A luta pela posse e uso da terra, considerada seu maior bem (ASSOCIAÇÃO QUILOMBOLA DE CONCEIÇÃO DAS CRIOULAS, 2007, p. 4), permeia a história da localidade, situada no sertão nordestino, cuja colonização se deu no século XVII por meio de doações de terras. À medida que os brancos iam adentrando o território sertanejo, índios e negros, que haviam buscado refúgio no interior, fugidos das frentes de expansão da cultura da cana de açúcar e da pecuária, passavam a ocupar as serras. No caso de Conceição das Crioulas, suas terras fazem fronteira com a Terra Indígena Aticum e os relatos indicam que as relações entre os povos sempre foram amistosas e de trocas.
Até os dias atuais, os quilombolas de Conceição das Crioulas convivem com o cerceamento de suas terras. De acordo com Souza (2002, p. 114), “as melhores áreas [estão] sob o domínio de fazendeiros. Os trechos que sobram para os habitantes de Conceição apresentam muitas pedras e são impróprios para a agricultura.” Segundo a Associação Quilombola de Conceição das Crioulas (2007, p. 4), apesar de a comunidade ter recebido o título de seu território em 2000 e ter sido certificada em 2005, ambos pela Fundação Palmares,
ainda há muito que fazer, porque só temos acesso livre a, aproximadamente, 30 % de todo o nosso território. Esta situação atrapalha muito nossa vida. As cercas nos impedem a coleta de matéria-prima, coleta de frutos, o acesso aos caldeirões de pedra (reservatórios naturais de água).
A importância do território para o povo de Conceição das Crioulas reside em suas dimensões social e cultural. É lá o lugar onde plantam, onde moram, onde festejam, onde trabalham, onde estabeleceram laços afetivos, onde a sua história e de seus familiares foi construída. Aquela terra tem sentidos e significados que garantem o sentimento de pertencimento e a unidade e a identidade do grupo.
Em 1998, a população de Conceição das Crioulas era de 1.780 habitantes, divididos em trezentos e cinquenta e seis famílias distribuídas em dezesseis núcleos populacionais (SOUZA, 2002, p.112). Em 2010, conforme Souza (2010, p. 2), havia 3.800 habitantes, formando setecentas e cinquenta famílias espalhadas em vinte núcleos populacionais.
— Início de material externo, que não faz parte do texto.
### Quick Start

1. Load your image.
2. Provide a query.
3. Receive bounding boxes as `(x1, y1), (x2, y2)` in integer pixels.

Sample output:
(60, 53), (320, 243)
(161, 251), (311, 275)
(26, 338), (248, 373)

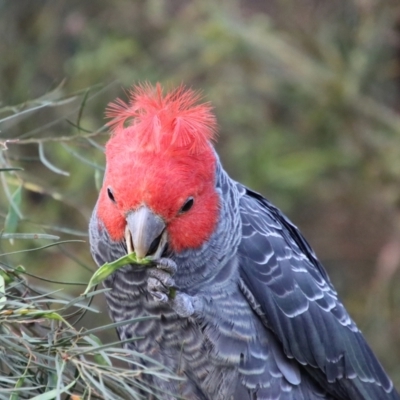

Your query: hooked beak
(125, 206), (167, 259)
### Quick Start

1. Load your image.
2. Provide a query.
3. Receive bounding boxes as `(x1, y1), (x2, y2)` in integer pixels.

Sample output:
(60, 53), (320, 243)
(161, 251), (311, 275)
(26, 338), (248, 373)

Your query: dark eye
(179, 197), (194, 214)
(107, 188), (116, 203)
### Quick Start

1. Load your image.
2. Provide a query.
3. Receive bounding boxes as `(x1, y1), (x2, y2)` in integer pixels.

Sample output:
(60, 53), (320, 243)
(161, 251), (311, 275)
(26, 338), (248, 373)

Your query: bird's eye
(107, 188), (116, 203)
(179, 197), (194, 214)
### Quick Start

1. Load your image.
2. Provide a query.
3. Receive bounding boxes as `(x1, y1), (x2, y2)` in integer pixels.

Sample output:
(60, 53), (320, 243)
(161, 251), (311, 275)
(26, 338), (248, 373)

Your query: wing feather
(239, 187), (399, 400)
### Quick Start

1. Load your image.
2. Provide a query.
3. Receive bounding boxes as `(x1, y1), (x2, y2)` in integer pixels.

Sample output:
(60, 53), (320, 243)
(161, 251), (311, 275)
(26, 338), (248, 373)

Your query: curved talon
(154, 258), (177, 275)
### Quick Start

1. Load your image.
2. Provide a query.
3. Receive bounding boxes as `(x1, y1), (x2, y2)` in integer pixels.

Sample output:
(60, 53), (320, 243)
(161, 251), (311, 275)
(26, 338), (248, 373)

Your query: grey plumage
(89, 157), (399, 400)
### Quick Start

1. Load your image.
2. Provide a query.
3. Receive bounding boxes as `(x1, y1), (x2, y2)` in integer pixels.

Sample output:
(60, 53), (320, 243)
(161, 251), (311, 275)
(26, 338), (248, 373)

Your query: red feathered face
(98, 84), (219, 252)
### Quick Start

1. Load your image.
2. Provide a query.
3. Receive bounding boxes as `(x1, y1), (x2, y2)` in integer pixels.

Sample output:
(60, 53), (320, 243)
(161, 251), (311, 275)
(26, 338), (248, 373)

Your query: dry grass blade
(0, 265), (180, 400)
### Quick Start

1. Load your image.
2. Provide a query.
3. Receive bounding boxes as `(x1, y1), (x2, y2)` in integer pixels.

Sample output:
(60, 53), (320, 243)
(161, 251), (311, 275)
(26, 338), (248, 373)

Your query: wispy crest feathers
(106, 83), (216, 153)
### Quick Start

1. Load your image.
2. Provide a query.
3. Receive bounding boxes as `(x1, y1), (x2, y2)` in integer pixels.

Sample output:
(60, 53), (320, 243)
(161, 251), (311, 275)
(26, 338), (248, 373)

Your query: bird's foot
(147, 258), (194, 318)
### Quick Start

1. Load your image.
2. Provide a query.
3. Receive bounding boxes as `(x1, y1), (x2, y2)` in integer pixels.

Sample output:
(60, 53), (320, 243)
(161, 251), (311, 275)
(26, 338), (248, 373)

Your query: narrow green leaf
(30, 379), (77, 400)
(4, 186), (22, 233)
(0, 167), (24, 172)
(0, 274), (7, 310)
(83, 253), (152, 295)
(0, 233), (60, 240)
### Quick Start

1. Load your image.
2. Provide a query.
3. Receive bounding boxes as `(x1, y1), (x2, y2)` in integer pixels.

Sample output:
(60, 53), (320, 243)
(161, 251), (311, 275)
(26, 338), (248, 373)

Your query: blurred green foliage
(0, 0), (400, 387)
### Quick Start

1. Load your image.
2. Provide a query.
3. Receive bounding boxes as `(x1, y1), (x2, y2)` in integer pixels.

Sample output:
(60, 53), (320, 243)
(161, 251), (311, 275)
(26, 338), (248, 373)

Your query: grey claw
(155, 258), (177, 275)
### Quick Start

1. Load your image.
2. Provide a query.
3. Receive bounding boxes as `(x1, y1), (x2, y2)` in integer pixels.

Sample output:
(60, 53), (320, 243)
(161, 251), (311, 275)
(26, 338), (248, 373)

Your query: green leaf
(0, 274), (7, 310)
(31, 379), (77, 400)
(83, 253), (152, 295)
(0, 233), (60, 240)
(4, 186), (22, 233)
(0, 167), (24, 172)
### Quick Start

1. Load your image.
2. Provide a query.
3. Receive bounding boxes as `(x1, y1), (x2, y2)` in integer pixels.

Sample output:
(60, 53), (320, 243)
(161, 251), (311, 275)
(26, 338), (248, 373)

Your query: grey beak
(125, 206), (165, 258)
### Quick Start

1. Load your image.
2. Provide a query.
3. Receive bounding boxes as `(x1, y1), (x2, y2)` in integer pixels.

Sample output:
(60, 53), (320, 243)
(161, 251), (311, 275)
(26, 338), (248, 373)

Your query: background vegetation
(0, 0), (400, 394)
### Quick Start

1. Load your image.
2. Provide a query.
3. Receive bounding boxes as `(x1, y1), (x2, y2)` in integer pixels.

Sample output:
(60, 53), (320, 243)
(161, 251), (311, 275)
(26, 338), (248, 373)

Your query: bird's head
(97, 84), (219, 257)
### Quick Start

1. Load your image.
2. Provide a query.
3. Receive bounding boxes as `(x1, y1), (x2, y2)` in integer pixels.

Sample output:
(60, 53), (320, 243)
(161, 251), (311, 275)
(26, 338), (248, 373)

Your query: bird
(89, 83), (400, 400)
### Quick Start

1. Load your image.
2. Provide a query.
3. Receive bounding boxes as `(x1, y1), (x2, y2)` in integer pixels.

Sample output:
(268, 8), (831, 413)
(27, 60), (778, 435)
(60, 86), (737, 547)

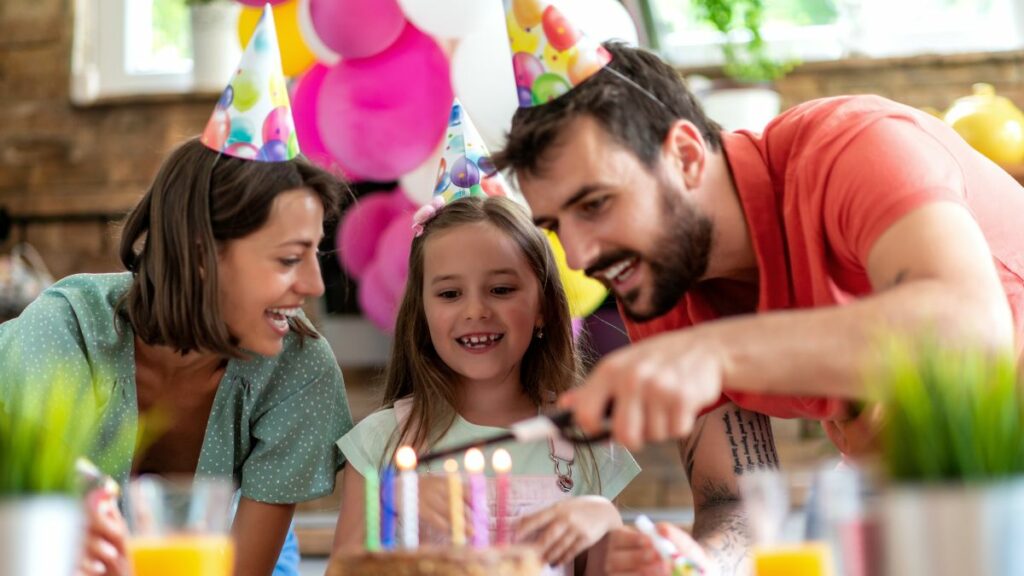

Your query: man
(496, 44), (1024, 571)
A distância entre a vila de Conceição, a principal da comunidade, e a sede do município de Salgueiro é de 42 km, dos quais 27 km são de estrada de terra, o que dificulta tanto o deslocamento quanto o escoamento da produção local.
Conceição das Crioulas destaca-se por ser uma das primeiras comunidades do estado a buscar seus direitos enquanto quilombolas, com um histórico de organização e mobilização fortemente marcado pela liderança feminina. No final da década de 1980, o contato com uma missão de freiras carmelita suscitou o interesse do povo pela sua própria história e estimulou o envolvimento com sindicatos, ONGs e movimentos sociais, a exemplo do movimento de trabalhadores rurais e do movimento negro. Em 2000, foi fundada a Associação Quilombola de Conceição das Crioulas (AQCC), hoje responsável pela Comissão de Articulação Estadual das Comunidades Quilombolas de Pernambuco. De acordo com a Comissão Pró-Índio de São Paulo: “Além de sua liderança na atuação política do estado, a Comunidade de Conceição das Crioulas também se destaca pela formulação de um importante projeto de educação diferenciada nos quilombos e pelo inovador trabalho com o artesanato.”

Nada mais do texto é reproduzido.